Mercurial command-line is very smart and knows how to shorthand commands. ``hg
ci`` is equivalent to ``hg commit``. "Commit" means to "take the difference
between the current revision and the working copy and store the difference in
the repository as a new changeset". Therefore after the commit you have a new
changeset. If you want to see what files are in each of the changesets, use
``hg log --stat``:
.. code-block:: none
:linenos:
$ hg log --stat
changeset: 0:2fee2d78ec72
tag: tip
user: yungyuc
date: Sat Jun 15 20:52:23 2013 +0800
summary: Initial commit.
file_a | 0
1 files changed, 0 insertions(+), 0 deletions(-)
Adding New Files
++++++++++++++++
When we make new files in the working copy, by default Mercurial doesn't track
them.

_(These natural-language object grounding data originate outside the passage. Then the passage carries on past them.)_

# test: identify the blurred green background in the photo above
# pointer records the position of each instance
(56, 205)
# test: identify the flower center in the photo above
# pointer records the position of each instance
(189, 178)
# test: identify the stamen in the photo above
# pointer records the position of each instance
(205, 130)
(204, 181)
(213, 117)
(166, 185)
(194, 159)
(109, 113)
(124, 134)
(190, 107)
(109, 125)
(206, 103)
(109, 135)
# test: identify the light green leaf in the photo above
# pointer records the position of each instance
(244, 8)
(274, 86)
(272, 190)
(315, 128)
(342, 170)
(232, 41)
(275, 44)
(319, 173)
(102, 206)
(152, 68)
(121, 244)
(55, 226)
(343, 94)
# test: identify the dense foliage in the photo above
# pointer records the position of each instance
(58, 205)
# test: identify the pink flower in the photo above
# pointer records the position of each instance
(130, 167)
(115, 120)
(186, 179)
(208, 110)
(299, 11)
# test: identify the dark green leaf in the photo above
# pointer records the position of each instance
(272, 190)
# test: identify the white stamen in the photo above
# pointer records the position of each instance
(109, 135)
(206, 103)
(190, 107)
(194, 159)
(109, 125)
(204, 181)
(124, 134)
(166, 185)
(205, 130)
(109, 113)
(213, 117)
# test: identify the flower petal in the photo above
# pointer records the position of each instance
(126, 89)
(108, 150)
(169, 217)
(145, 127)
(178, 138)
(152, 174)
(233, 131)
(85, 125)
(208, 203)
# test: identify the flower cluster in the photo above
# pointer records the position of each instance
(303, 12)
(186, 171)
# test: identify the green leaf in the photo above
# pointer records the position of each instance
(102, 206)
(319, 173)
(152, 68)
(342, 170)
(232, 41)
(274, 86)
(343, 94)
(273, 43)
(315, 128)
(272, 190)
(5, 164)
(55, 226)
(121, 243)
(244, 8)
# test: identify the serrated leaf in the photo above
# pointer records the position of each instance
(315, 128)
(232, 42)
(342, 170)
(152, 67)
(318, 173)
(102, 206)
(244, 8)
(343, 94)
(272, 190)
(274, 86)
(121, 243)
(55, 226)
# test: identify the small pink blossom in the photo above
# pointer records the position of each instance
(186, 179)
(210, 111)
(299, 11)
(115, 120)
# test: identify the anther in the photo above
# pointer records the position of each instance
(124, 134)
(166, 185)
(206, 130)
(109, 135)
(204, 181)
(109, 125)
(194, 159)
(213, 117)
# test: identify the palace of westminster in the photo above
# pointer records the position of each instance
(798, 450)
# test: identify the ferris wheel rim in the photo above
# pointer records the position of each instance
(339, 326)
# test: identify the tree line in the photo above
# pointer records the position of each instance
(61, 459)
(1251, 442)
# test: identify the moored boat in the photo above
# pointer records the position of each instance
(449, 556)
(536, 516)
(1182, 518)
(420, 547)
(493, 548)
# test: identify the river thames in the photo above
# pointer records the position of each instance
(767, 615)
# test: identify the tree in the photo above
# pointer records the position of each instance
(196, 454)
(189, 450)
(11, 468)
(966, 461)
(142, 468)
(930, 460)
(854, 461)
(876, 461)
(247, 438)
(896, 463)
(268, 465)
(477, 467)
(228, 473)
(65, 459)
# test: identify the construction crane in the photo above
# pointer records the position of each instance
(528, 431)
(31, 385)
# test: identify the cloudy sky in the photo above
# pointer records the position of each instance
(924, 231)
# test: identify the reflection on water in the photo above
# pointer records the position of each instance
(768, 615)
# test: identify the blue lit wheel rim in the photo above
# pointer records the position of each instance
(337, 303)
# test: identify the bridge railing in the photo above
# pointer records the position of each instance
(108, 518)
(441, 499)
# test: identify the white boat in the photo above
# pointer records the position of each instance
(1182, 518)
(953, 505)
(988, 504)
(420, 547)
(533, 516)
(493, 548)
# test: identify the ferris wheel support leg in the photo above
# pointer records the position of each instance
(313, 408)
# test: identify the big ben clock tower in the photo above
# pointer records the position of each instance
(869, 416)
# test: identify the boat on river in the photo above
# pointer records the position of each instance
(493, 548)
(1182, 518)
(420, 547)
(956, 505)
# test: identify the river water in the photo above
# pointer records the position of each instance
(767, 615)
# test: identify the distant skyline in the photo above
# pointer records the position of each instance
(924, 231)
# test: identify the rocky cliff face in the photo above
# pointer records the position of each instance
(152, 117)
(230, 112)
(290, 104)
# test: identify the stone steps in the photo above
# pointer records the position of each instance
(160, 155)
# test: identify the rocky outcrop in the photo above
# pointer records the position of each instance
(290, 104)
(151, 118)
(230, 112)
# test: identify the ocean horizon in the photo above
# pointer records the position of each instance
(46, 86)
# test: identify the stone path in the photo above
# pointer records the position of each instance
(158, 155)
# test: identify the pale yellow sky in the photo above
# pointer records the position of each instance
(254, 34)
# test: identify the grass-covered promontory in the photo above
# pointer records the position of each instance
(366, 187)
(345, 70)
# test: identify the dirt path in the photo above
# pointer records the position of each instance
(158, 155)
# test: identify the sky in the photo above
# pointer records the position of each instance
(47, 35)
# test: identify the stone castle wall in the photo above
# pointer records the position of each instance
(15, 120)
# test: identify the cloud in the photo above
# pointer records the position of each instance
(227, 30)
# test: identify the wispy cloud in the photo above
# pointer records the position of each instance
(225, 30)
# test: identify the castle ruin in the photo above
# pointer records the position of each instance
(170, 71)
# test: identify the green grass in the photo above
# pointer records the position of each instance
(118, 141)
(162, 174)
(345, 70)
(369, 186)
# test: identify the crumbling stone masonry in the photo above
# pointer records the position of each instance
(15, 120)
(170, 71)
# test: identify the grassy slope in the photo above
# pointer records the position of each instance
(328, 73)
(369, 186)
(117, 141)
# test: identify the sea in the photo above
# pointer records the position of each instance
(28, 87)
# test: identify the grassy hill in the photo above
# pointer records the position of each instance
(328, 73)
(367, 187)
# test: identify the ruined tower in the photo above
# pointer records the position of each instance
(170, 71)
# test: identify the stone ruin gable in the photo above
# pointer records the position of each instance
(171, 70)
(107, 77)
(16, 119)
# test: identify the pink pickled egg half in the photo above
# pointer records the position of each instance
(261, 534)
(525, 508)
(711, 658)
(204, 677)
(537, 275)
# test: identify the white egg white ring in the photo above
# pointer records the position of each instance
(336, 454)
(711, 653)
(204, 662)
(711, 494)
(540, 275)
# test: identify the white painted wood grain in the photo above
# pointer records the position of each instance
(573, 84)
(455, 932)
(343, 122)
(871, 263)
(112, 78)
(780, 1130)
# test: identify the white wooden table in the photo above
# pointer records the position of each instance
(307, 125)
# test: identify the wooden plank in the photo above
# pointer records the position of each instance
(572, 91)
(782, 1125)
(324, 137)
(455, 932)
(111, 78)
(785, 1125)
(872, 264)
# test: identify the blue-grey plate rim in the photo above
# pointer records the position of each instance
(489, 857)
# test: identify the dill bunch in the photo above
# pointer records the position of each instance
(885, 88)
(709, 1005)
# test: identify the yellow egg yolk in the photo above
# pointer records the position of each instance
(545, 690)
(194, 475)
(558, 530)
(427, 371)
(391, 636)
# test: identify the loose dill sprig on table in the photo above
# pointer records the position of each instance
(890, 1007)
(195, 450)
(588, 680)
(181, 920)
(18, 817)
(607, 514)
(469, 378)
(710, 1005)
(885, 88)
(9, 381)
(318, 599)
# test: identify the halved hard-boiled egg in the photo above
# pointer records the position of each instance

For example, let's make several empty files:
.. code-block:: none
:linenos:
$ touch file_b file_c file_d
$ hg ci -m "This commit won't work."
nothing changed
$ ls
file_a file_b file_c file_d
See? ``hg ci`` doesn't allow us to commit a changeset because it thinks
"nothing changed", but indeed there are three new files ``file_b``, ``file_c``,
and ``file_d``. It becomes clear that Mercurial doesn't "know" these new files
when we use the ``hg st`` (status) command:
.. code-block:: none
:linenos:
$ hg st
? file_b
? file_c
? file_d
The question marks (``?``) indicate those files are not tracked by Mercurial.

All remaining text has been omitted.